Home > Interventional Cardiology > NOBLE: A Different Story to EXCEL?

NOBLE: A Different Story to EXCEL?

Mäkikallio et al report the result of the NOBLE trial in the Lancet. This is another prospective randomized trial comparing PCI and CABG for left main disease. The results differ from the EXCEL trial. CABG was better than PCI for the composite primary end-point. This also applied to patients with the lowest SYNTAX score. The editorial is available here


Coronary artery bypass grafting (CABG) is the standard treatment for revascularisation in patients with
left main coronary artery disease, but use of percutaneous coronary intervention (PCI) for this indication is increasing.
We aimed to compare PCI and CABG for treatment of left main coronary artery disease.

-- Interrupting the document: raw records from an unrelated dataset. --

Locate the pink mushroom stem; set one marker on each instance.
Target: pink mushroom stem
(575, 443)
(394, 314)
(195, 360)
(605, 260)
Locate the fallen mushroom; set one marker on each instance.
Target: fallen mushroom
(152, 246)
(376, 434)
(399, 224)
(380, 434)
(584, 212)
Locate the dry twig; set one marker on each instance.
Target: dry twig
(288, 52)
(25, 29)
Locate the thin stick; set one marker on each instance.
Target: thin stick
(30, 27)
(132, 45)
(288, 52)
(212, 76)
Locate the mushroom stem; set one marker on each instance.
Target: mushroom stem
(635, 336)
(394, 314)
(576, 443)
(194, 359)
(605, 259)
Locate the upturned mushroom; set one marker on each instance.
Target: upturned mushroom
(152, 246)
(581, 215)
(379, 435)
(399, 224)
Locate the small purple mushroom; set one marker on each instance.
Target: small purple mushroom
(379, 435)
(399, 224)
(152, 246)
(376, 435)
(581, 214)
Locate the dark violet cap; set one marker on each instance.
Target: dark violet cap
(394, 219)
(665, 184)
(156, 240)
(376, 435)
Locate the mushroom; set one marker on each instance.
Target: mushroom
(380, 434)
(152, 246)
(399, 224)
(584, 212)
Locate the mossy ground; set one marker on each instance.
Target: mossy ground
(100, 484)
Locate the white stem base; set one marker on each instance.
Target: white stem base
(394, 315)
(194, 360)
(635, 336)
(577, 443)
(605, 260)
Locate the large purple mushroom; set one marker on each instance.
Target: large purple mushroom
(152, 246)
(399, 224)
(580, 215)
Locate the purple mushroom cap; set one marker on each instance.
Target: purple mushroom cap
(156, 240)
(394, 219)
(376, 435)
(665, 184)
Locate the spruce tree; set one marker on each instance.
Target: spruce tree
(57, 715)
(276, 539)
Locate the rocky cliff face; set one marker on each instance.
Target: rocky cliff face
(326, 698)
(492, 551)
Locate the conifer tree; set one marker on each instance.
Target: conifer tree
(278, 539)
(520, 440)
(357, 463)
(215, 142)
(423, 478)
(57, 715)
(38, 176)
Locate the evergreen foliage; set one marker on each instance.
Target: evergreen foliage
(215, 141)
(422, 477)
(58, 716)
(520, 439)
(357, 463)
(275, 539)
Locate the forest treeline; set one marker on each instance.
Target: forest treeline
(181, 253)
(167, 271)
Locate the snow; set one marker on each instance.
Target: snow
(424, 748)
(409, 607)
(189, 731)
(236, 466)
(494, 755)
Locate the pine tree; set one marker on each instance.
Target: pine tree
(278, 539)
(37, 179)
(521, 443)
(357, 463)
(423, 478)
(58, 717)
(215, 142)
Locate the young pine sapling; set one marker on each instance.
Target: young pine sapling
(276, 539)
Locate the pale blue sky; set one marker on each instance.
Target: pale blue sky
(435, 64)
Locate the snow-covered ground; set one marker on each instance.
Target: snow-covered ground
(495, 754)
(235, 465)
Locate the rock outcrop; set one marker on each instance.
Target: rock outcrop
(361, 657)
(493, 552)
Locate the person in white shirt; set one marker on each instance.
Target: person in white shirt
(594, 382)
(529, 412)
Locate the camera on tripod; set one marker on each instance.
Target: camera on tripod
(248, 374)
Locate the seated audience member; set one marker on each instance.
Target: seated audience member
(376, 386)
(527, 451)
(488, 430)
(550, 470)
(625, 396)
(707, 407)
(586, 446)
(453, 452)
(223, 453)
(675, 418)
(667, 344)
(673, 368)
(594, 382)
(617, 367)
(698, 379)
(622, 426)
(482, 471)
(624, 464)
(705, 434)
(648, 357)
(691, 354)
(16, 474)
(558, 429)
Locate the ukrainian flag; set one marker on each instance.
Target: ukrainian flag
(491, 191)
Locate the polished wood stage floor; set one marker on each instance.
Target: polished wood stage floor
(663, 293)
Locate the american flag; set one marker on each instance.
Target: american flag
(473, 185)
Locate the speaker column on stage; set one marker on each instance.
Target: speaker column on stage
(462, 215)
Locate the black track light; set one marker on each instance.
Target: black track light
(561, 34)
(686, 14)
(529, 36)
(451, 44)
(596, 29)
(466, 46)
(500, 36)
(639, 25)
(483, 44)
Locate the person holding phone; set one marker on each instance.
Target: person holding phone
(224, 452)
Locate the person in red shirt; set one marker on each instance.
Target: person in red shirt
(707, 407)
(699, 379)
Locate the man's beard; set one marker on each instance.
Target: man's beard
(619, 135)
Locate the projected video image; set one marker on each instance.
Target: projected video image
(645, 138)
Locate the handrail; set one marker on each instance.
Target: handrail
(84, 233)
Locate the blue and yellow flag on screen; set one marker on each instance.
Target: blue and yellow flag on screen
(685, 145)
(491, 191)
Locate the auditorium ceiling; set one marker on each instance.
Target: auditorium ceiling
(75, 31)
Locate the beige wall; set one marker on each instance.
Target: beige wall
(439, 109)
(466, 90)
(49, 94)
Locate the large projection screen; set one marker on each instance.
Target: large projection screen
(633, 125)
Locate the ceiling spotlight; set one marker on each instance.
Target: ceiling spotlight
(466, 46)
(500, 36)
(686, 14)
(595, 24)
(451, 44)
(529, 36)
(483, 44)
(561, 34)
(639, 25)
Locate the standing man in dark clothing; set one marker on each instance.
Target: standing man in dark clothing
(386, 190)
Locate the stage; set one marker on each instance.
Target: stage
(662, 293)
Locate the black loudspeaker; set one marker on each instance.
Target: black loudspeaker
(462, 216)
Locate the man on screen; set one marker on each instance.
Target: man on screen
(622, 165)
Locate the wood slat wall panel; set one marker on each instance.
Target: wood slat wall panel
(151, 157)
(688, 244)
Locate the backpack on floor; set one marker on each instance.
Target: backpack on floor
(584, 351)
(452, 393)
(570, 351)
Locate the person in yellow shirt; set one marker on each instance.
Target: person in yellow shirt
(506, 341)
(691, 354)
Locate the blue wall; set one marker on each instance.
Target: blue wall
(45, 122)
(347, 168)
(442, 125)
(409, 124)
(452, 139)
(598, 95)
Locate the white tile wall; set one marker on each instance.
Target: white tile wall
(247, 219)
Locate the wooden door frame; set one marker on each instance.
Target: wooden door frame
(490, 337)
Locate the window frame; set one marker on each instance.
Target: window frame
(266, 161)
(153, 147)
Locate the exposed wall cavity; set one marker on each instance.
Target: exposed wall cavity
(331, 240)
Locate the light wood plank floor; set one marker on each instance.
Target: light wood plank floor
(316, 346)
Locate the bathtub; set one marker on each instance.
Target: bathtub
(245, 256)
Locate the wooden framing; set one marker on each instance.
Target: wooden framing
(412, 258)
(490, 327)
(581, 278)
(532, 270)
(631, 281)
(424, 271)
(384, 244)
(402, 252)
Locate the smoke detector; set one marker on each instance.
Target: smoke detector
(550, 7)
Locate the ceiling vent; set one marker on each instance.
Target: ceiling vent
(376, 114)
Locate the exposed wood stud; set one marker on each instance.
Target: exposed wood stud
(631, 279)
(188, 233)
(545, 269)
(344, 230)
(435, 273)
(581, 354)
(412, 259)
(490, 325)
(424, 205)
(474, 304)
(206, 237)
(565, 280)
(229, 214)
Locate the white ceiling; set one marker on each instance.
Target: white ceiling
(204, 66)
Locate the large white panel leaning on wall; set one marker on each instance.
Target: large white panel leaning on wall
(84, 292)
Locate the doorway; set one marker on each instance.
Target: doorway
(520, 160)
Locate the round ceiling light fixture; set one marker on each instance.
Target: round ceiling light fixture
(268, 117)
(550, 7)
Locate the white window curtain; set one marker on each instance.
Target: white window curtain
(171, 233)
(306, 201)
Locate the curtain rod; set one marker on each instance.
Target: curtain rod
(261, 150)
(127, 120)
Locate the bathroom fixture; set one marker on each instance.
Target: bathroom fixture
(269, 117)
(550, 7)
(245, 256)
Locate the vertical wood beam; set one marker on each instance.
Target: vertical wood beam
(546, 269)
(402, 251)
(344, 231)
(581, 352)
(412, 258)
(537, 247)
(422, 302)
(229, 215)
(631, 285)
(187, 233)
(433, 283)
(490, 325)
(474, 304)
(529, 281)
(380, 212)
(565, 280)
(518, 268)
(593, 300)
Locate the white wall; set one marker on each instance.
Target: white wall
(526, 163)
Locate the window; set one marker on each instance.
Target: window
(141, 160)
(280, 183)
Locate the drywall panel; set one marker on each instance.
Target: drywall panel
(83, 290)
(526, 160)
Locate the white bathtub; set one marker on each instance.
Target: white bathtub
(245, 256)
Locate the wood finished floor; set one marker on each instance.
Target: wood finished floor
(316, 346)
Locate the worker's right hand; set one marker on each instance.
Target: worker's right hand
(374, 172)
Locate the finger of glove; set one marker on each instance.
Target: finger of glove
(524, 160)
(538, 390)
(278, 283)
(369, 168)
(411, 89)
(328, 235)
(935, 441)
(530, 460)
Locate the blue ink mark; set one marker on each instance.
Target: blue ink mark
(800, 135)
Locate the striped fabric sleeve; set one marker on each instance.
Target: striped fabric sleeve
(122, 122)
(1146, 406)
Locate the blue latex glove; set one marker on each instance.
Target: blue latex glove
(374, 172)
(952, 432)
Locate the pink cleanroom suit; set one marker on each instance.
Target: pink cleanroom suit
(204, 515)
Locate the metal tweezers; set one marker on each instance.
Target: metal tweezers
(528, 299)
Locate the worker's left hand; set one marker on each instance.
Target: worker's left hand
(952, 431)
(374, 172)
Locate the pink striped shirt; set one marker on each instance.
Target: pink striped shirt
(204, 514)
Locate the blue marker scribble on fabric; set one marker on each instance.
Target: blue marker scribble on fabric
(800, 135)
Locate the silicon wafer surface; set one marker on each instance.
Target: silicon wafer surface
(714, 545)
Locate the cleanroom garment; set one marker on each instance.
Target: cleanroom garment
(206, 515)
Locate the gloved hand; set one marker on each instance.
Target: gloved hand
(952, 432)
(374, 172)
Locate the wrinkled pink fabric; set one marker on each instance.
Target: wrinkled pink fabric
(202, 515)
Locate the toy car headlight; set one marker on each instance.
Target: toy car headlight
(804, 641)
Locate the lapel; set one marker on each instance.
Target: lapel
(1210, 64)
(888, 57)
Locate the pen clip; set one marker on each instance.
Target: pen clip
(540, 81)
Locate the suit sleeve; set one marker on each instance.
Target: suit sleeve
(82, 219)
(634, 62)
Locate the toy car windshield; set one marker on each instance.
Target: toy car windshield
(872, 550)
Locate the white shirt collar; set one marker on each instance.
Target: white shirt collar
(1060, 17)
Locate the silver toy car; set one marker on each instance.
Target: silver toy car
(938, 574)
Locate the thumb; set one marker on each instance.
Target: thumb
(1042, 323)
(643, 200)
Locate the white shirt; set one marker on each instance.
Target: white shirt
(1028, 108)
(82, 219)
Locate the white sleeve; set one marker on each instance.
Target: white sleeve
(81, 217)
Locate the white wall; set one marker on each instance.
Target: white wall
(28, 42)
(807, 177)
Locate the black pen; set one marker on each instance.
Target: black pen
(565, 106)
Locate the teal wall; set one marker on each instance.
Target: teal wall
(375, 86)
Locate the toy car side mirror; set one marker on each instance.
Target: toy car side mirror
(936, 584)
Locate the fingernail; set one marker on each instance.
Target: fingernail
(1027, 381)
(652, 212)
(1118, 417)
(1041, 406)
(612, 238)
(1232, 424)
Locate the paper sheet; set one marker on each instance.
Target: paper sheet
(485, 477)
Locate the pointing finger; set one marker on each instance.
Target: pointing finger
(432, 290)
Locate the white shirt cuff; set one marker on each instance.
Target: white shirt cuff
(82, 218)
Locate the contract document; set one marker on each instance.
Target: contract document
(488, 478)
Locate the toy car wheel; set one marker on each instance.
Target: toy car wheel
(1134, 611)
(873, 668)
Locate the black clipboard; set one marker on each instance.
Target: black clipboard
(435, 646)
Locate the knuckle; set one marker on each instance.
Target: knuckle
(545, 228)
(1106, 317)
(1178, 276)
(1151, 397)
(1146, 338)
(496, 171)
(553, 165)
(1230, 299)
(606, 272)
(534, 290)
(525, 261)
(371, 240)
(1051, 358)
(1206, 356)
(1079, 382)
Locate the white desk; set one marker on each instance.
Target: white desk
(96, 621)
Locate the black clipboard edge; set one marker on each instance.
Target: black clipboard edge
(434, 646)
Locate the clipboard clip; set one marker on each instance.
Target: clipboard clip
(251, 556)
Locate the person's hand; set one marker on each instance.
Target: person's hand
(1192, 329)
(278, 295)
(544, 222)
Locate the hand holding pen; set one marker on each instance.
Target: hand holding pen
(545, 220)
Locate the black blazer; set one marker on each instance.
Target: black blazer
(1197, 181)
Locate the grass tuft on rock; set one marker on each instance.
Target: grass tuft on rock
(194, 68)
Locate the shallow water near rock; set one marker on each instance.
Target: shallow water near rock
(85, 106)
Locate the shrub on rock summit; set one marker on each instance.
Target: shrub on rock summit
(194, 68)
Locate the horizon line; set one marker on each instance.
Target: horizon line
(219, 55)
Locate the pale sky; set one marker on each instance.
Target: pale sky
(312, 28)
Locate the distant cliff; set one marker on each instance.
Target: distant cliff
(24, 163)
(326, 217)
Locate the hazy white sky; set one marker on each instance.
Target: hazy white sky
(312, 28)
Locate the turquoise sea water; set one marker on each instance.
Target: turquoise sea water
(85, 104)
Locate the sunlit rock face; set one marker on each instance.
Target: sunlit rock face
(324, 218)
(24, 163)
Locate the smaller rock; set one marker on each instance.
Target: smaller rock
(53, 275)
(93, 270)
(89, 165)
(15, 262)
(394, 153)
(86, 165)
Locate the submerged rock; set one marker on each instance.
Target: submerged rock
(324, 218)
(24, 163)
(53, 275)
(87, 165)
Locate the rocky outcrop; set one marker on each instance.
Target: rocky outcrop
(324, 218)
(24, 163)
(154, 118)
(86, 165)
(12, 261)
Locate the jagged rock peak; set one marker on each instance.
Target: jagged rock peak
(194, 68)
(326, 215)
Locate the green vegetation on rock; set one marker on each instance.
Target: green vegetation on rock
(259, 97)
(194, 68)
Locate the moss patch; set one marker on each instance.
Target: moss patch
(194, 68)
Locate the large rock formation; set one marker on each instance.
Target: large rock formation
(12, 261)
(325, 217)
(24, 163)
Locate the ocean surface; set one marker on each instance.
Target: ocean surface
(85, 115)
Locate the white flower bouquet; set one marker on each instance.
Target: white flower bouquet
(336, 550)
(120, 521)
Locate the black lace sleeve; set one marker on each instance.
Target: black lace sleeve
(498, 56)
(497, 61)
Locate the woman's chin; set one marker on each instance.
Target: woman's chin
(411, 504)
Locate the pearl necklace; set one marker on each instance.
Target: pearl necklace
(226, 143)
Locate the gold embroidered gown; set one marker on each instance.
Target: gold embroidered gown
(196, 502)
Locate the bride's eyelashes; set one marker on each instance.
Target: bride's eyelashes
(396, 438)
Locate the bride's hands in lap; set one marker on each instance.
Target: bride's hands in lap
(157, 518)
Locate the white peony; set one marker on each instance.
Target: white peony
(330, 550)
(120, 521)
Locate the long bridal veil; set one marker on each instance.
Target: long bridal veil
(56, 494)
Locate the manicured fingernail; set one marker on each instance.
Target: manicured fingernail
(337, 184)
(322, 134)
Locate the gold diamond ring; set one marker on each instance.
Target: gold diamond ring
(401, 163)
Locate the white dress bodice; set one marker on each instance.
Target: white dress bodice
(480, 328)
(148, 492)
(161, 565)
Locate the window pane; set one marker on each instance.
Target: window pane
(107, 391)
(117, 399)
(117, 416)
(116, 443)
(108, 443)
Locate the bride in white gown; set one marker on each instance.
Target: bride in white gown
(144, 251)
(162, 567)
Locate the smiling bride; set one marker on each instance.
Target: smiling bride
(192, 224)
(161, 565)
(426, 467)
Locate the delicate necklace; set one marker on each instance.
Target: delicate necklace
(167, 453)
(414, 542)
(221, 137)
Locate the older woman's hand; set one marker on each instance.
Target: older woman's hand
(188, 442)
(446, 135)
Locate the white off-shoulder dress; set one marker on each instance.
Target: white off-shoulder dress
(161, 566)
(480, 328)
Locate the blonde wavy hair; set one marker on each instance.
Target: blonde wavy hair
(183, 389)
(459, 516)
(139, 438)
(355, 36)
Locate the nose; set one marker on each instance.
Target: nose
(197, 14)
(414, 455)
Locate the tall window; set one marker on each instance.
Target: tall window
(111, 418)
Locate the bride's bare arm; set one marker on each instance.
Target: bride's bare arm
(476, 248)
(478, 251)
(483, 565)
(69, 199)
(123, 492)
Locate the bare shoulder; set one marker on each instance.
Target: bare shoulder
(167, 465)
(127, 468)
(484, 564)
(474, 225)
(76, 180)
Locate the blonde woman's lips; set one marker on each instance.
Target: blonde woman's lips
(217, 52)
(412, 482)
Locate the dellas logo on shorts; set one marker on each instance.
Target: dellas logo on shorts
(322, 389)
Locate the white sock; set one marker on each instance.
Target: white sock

In this prospective, randomised, open-label, non-inferiority trial, patients with left main coronary artery
disease were enrolled in 36 centres in northern Europe and randomised 1:1 to treatment with PCI or CABG. Eligible
patients had stable angina pectoris, unstable angina pectoris, or non-ST-elevation myocardial infarction. Exclusion
criteria were ST-elevation myocardial infarction within 24 h, being considered too high risk for CABG or PCI, or
expected survival of less than 1 year. The primary endpoint was major adverse cardiac or cerebrovascular events
(MACCE), a composite of all-cause mortality, non-procedural myocardial infarction, any repeat coronary
revascularisation, and stroke. Non-inferiority of PCI to CABG required the lower end of the 95% CI not to exceed a
hazard ratio (HR) of 1·35 after up to 5 years of follow-up. The intention-to-treat principle was used in the analysis if
not specified otherwise. This trial is registered with ClinicalTrials.gov identifier, number NCT01496651.


Between Dec 9, 2008, and Jan 21, 2015, 1201 patients were randomly assigned, 598 to PCI and 603 to CABG,
and 592 in each group entered analysis by intention to treat. Kaplan-Meier 5 year estimates of MACCE were 29% for
PCI (121 events) and 19% for CABG (81 events), HR 1·48 (95% CI 1·11–1·96), exceeding the limit for non-inferiority,
and CABG was signifi cantly better than PCI (p=0·0066). As-treated estimates were 28% versus 19% (1·55, 1·18–2·04,
p=0·0015). Comparing PCI with CABG, 5 year estimates were 12% versus 9% (1·07, 0·67–1·72, p=0·77) for all-cause
mortality, 7% versus 2% (2·88, 1·40–5·90, p=0·0040) for non-procedural myocardial infarction, 16% versus 10%
(1·50, 1·04–2·17, p=0·032) for any revascularisation, and 5% versus 2% (2·25, 0·93–5·48, p=0·073) for stroke.


The findings of this study suggest that CABG might be better than PCI for treatment of left main stem coronary artery disease.